Поэтому Вадим Сигизмундович испытал облегчение, когда порог их квартиры переступил чернобровый, коренастый Сурен, заявивший, что Любаня отныне будет жить с ним. Не омрачило радости Успенского даже то обстоятельство, что жить они собирались в трехкомнатной квартире, доставшейся ему после смерти родителей. Он вряд ли бы нашел в себе силы бороться за имущество, но неожиданно Любаня смилостивилась и пожертвовала ему свое наследство – «однушку» в десяти километрах от МКАД.
Так он и зажил – одиноко и тихо, воспринимая современную столицу и мир вне ее пределов как некую враждебную среду. Вадим Успенский был одинок, но тяготился он по жизни не столько одиночеством, сколько своей неуместностью везде и всюду.
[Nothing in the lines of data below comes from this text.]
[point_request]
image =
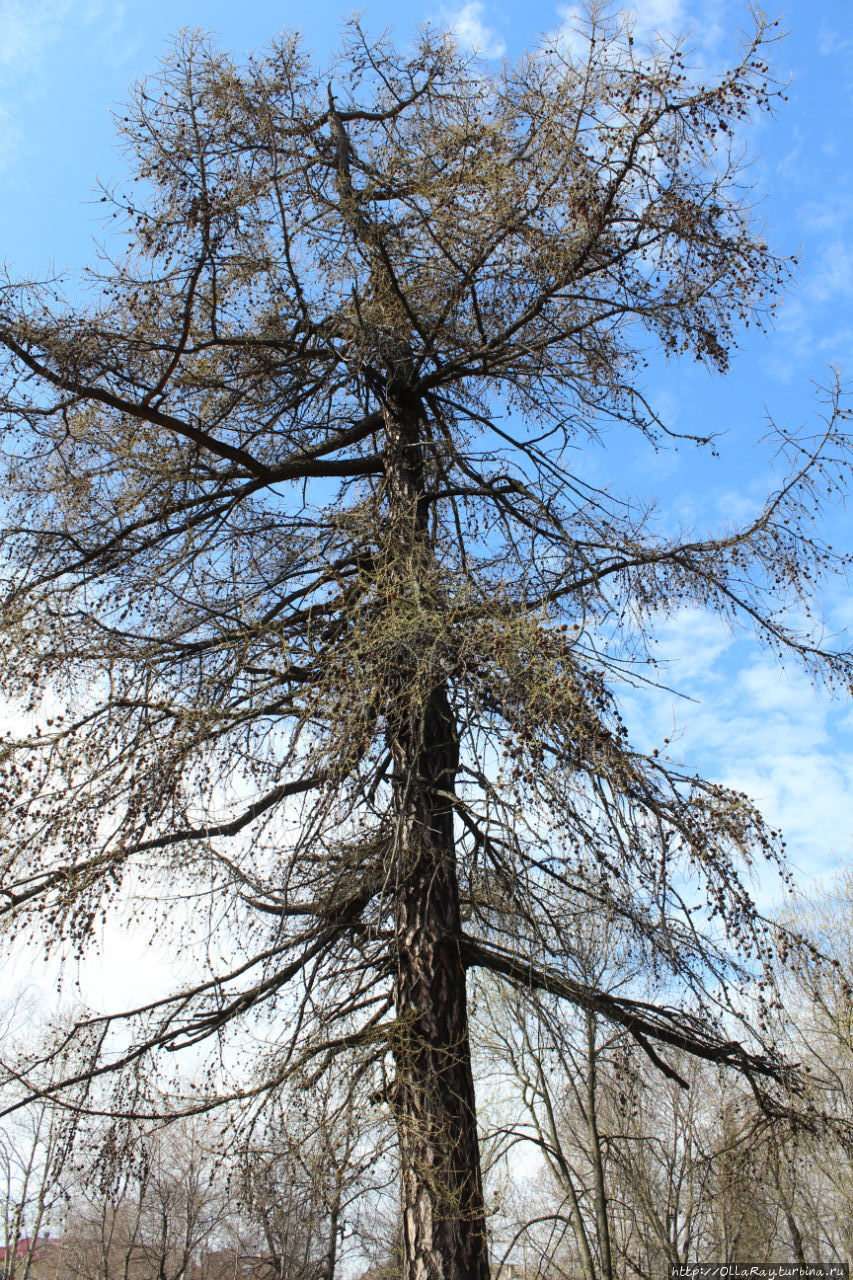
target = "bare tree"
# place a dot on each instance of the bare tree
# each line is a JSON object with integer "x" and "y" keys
{"x": 311, "y": 1175}
{"x": 333, "y": 639}
{"x": 39, "y": 1138}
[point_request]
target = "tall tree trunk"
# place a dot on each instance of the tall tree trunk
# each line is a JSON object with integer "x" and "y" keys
{"x": 602, "y": 1219}
{"x": 443, "y": 1221}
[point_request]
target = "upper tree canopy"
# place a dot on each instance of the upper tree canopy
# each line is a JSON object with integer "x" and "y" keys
{"x": 301, "y": 461}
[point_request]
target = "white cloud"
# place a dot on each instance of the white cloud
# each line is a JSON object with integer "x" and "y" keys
{"x": 469, "y": 28}
{"x": 665, "y": 17}
{"x": 757, "y": 730}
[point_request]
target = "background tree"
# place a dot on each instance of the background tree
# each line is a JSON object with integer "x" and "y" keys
{"x": 333, "y": 640}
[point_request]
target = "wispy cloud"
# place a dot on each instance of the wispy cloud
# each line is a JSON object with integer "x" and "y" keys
{"x": 758, "y": 730}
{"x": 31, "y": 33}
{"x": 471, "y": 31}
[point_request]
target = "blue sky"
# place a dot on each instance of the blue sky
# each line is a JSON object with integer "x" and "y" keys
{"x": 65, "y": 63}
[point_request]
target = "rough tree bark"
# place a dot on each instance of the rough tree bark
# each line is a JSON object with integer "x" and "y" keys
{"x": 443, "y": 1220}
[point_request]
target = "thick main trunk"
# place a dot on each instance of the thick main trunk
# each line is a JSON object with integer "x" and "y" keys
{"x": 443, "y": 1224}
{"x": 442, "y": 1196}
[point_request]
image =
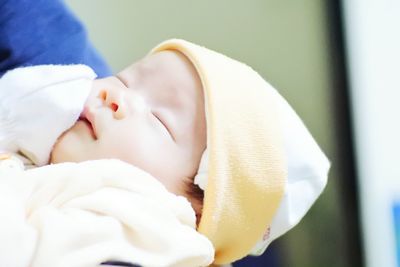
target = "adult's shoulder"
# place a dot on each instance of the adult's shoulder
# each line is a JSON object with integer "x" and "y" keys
{"x": 44, "y": 32}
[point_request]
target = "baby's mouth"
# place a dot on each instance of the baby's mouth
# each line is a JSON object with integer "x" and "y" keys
{"x": 85, "y": 117}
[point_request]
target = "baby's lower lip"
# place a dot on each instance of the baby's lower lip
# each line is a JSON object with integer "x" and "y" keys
{"x": 89, "y": 126}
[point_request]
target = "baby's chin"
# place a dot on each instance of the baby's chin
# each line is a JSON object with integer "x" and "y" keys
{"x": 70, "y": 146}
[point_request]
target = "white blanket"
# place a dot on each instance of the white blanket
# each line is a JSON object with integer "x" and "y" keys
{"x": 84, "y": 214}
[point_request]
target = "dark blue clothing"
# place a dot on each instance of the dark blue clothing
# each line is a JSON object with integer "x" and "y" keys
{"x": 35, "y": 32}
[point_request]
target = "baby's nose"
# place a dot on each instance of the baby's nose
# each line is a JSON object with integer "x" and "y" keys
{"x": 114, "y": 100}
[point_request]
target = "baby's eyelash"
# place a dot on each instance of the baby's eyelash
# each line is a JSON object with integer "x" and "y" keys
{"x": 165, "y": 126}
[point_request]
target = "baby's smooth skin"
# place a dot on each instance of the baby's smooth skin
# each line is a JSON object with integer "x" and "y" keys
{"x": 151, "y": 115}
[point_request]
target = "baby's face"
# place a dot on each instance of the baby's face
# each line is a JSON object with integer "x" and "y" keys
{"x": 151, "y": 115}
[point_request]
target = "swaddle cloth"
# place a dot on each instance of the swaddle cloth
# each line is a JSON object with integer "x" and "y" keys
{"x": 262, "y": 170}
{"x": 37, "y": 104}
{"x": 84, "y": 214}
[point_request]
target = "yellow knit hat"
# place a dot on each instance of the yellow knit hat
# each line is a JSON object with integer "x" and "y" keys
{"x": 246, "y": 167}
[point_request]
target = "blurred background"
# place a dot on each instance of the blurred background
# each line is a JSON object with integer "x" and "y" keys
{"x": 337, "y": 64}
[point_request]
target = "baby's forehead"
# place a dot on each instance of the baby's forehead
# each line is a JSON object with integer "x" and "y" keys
{"x": 165, "y": 77}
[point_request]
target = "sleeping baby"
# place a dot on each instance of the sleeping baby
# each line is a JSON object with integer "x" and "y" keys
{"x": 202, "y": 128}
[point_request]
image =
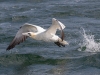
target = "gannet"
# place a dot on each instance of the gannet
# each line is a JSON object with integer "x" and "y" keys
{"x": 39, "y": 33}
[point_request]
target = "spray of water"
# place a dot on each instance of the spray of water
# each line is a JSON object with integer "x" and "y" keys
{"x": 89, "y": 44}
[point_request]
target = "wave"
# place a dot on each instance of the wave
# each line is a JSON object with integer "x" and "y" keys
{"x": 89, "y": 44}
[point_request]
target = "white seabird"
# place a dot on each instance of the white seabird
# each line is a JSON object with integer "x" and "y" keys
{"x": 39, "y": 33}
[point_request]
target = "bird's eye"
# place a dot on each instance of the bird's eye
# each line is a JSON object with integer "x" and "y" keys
{"x": 29, "y": 34}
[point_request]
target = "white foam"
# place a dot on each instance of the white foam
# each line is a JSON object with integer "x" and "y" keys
{"x": 89, "y": 44}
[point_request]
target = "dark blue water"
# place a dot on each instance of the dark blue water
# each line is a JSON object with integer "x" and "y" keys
{"x": 80, "y": 57}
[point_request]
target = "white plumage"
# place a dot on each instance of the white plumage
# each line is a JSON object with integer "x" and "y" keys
{"x": 39, "y": 33}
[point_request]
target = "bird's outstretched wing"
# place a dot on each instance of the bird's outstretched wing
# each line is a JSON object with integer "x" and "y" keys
{"x": 56, "y": 25}
{"x": 20, "y": 38}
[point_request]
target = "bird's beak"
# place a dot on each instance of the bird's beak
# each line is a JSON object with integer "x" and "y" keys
{"x": 26, "y": 34}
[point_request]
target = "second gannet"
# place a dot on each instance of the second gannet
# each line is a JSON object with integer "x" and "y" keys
{"x": 39, "y": 33}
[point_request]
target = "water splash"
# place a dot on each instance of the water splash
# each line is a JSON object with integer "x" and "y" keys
{"x": 89, "y": 44}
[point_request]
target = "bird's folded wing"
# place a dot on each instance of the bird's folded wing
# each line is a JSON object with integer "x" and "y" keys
{"x": 20, "y": 38}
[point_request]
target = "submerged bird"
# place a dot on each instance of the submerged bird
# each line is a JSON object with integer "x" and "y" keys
{"x": 39, "y": 33}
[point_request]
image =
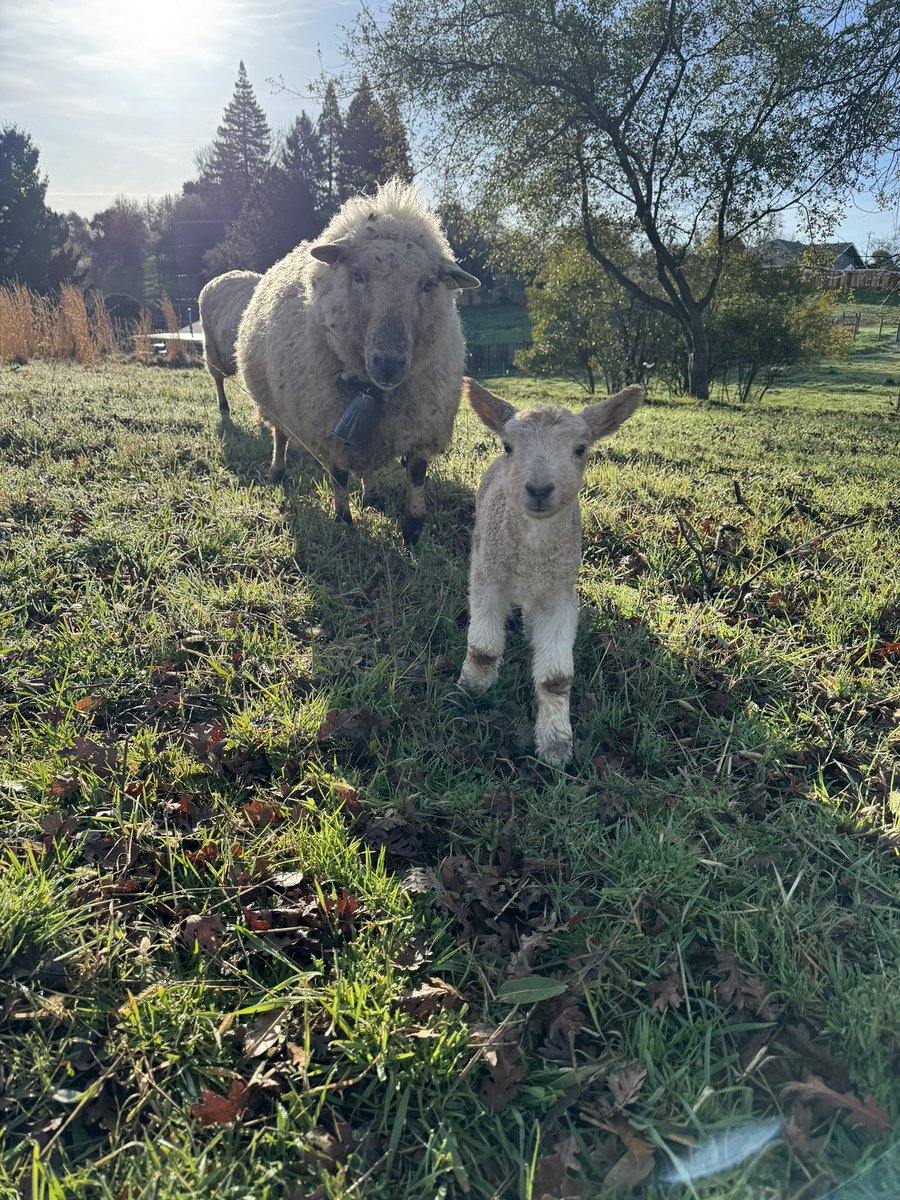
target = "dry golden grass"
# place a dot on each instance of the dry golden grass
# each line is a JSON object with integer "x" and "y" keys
{"x": 70, "y": 325}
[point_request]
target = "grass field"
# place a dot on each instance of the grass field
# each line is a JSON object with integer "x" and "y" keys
{"x": 282, "y": 917}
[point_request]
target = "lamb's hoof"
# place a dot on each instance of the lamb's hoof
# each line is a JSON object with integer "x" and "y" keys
{"x": 473, "y": 688}
{"x": 556, "y": 753}
{"x": 412, "y": 528}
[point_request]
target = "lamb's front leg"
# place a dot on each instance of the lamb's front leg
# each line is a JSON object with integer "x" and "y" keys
{"x": 411, "y": 523}
{"x": 551, "y": 631}
{"x": 339, "y": 491}
{"x": 489, "y": 610}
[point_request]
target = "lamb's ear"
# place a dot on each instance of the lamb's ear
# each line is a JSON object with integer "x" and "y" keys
{"x": 451, "y": 274}
{"x": 329, "y": 251}
{"x": 489, "y": 408}
{"x": 606, "y": 417}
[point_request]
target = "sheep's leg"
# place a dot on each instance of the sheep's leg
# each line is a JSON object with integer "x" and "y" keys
{"x": 342, "y": 501}
{"x": 220, "y": 391}
{"x": 371, "y": 497}
{"x": 280, "y": 449}
{"x": 489, "y": 610}
{"x": 411, "y": 523}
{"x": 551, "y": 633}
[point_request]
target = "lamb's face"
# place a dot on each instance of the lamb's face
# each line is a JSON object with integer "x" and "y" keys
{"x": 545, "y": 450}
{"x": 385, "y": 297}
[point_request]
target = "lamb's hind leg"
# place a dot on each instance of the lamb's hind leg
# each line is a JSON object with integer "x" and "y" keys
{"x": 486, "y": 639}
{"x": 411, "y": 523}
{"x": 551, "y": 633}
{"x": 280, "y": 449}
{"x": 342, "y": 501}
{"x": 220, "y": 391}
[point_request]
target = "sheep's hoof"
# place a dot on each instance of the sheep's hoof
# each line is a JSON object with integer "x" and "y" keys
{"x": 412, "y": 528}
{"x": 557, "y": 753}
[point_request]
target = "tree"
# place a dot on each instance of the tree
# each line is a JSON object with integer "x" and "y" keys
{"x": 676, "y": 119}
{"x": 119, "y": 241}
{"x": 583, "y": 324}
{"x": 30, "y": 232}
{"x": 239, "y": 156}
{"x": 330, "y": 131}
{"x": 396, "y": 144}
{"x": 283, "y": 210}
{"x": 765, "y": 322}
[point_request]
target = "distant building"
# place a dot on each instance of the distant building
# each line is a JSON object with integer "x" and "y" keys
{"x": 831, "y": 257}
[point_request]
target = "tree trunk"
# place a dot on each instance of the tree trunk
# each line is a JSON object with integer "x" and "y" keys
{"x": 699, "y": 359}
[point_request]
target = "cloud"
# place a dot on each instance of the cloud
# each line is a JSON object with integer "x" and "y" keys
{"x": 119, "y": 96}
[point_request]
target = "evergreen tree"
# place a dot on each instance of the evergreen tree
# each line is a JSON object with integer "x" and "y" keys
{"x": 364, "y": 151}
{"x": 330, "y": 131}
{"x": 239, "y": 155}
{"x": 396, "y": 144}
{"x": 30, "y": 232}
{"x": 301, "y": 160}
{"x": 283, "y": 210}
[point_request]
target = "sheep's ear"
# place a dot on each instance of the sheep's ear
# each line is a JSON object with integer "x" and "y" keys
{"x": 489, "y": 408}
{"x": 606, "y": 417}
{"x": 451, "y": 274}
{"x": 329, "y": 251}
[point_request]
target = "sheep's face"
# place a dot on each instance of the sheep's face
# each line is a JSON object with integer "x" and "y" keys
{"x": 545, "y": 449}
{"x": 385, "y": 297}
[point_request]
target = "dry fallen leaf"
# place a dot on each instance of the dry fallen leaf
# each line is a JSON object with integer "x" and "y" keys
{"x": 213, "y": 1109}
{"x": 863, "y": 1114}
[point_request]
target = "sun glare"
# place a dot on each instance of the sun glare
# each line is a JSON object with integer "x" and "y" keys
{"x": 154, "y": 35}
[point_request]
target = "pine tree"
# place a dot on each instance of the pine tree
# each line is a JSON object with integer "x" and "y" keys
{"x": 30, "y": 233}
{"x": 330, "y": 130}
{"x": 363, "y": 147}
{"x": 301, "y": 159}
{"x": 283, "y": 210}
{"x": 396, "y": 159}
{"x": 239, "y": 155}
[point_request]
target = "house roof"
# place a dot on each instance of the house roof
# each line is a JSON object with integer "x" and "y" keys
{"x": 780, "y": 251}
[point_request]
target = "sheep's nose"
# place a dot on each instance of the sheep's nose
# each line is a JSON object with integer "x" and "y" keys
{"x": 540, "y": 493}
{"x": 388, "y": 367}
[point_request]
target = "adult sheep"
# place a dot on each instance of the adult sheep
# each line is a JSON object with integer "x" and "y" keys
{"x": 222, "y": 303}
{"x": 353, "y": 349}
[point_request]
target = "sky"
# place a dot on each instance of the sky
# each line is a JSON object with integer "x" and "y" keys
{"x": 120, "y": 95}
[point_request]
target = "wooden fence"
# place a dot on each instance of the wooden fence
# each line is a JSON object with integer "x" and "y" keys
{"x": 879, "y": 281}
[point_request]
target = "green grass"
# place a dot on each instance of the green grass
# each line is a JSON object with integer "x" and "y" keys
{"x": 496, "y": 323}
{"x": 210, "y": 886}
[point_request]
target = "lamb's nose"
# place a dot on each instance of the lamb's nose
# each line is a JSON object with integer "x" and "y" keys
{"x": 539, "y": 495}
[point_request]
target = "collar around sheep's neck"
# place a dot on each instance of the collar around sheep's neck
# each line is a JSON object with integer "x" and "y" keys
{"x": 355, "y": 384}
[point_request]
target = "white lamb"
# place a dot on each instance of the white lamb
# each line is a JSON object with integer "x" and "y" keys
{"x": 526, "y": 547}
{"x": 222, "y": 303}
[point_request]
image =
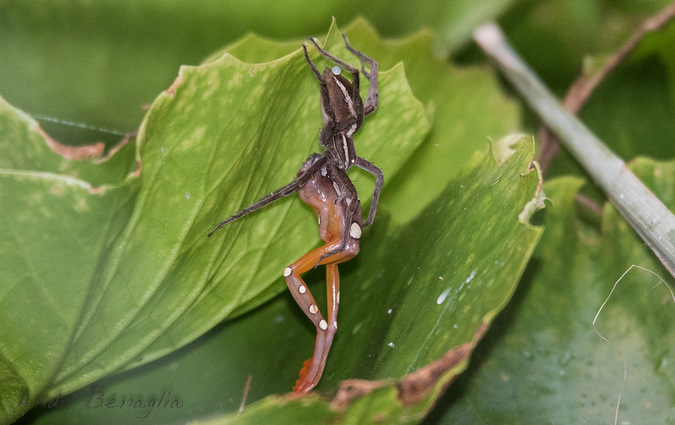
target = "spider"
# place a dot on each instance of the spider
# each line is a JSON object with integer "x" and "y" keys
{"x": 323, "y": 183}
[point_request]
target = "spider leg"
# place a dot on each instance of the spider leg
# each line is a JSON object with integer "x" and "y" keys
{"x": 282, "y": 192}
{"x": 379, "y": 180}
{"x": 372, "y": 98}
{"x": 326, "y": 110}
{"x": 332, "y": 57}
{"x": 351, "y": 69}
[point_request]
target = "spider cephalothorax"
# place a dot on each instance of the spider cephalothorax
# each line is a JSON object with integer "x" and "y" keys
{"x": 322, "y": 183}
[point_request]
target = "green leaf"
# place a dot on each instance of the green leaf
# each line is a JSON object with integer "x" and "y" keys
{"x": 549, "y": 352}
{"x": 148, "y": 279}
{"x": 223, "y": 135}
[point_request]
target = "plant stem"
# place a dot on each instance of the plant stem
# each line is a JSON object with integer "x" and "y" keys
{"x": 640, "y": 207}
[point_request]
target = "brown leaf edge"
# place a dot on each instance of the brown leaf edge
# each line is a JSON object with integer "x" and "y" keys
{"x": 582, "y": 88}
{"x": 415, "y": 386}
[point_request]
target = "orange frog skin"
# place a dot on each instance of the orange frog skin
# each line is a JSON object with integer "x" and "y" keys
{"x": 322, "y": 182}
{"x": 330, "y": 193}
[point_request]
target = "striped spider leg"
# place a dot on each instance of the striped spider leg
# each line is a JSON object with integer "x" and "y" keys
{"x": 322, "y": 182}
{"x": 332, "y": 196}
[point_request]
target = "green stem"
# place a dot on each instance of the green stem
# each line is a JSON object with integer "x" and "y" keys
{"x": 640, "y": 207}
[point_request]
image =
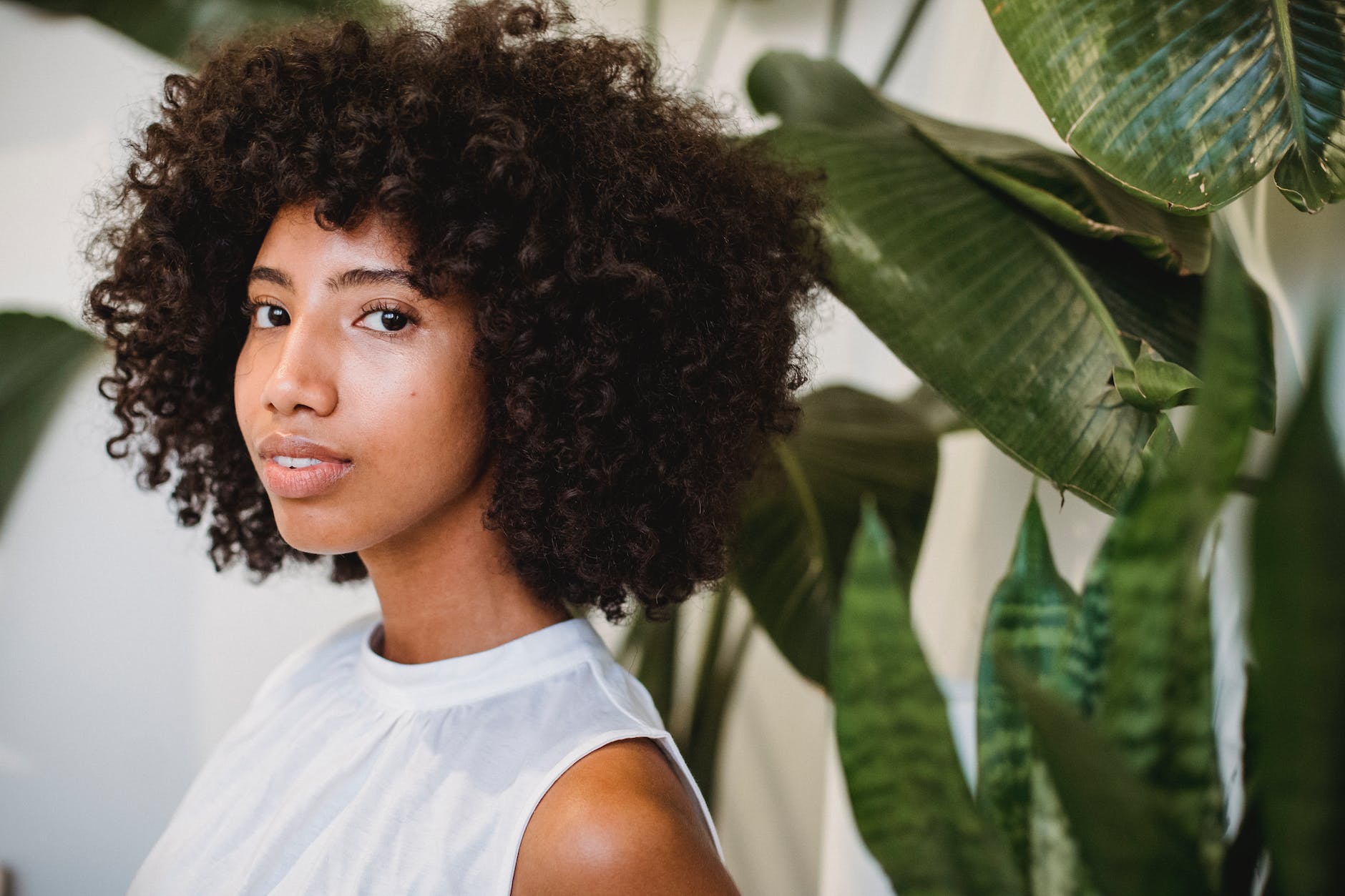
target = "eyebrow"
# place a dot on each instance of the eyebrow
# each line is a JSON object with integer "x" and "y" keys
{"x": 353, "y": 277}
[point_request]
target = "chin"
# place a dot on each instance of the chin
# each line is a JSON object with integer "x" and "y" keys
{"x": 313, "y": 537}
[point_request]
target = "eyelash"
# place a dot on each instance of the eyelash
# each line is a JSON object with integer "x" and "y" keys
{"x": 250, "y": 306}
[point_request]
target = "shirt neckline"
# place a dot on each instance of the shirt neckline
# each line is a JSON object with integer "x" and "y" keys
{"x": 460, "y": 680}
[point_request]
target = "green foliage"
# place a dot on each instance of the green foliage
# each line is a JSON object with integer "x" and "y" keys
{"x": 999, "y": 272}
{"x": 1190, "y": 104}
{"x": 909, "y": 797}
{"x": 1029, "y": 619}
{"x": 802, "y": 506}
{"x": 1297, "y": 700}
В метро, маршрутке, магазине, на выстраданной после долгих мытарств работе – где бы ни был – он ощущал себя инородным телом, случайно попавшим в некий слаженный механизм. Ему казалось, что окружающие его люди, словно шестеренки в часах, вращаются с неизменной выверенной скоростью, четко сцепливаясь зубцами, а он то и дело попадает в пазы, провоцируя помехи и скрежет. Стоило ему выйти из квартиры, как он слышал в свой адрес недовольные, а чаще агрессивные реплики: «Шевели поршнями, людям пройти негде», а бывало и «Ну, чего раскорячился, дрищ?!» Москва с годами все больше походила на Любаню.
Незлобливый и даже аморфный по внутренней природе Успенский смиренно сносил превратности своего незадачливого бытия. Сконфуженно он лепетал извинения и устремлялся в неспокойное людское море, бушующее в вестибюлях метрополитена или на оживленных тротуарах. Со спины сгорбленный силуэт его долговязого тела выдавал в нем желание стать неприметней, компактней, меньше, чтобы то ли затеряться в толпе, то ли быть поглощенным этой стихией и уже не выбраться на божий свет.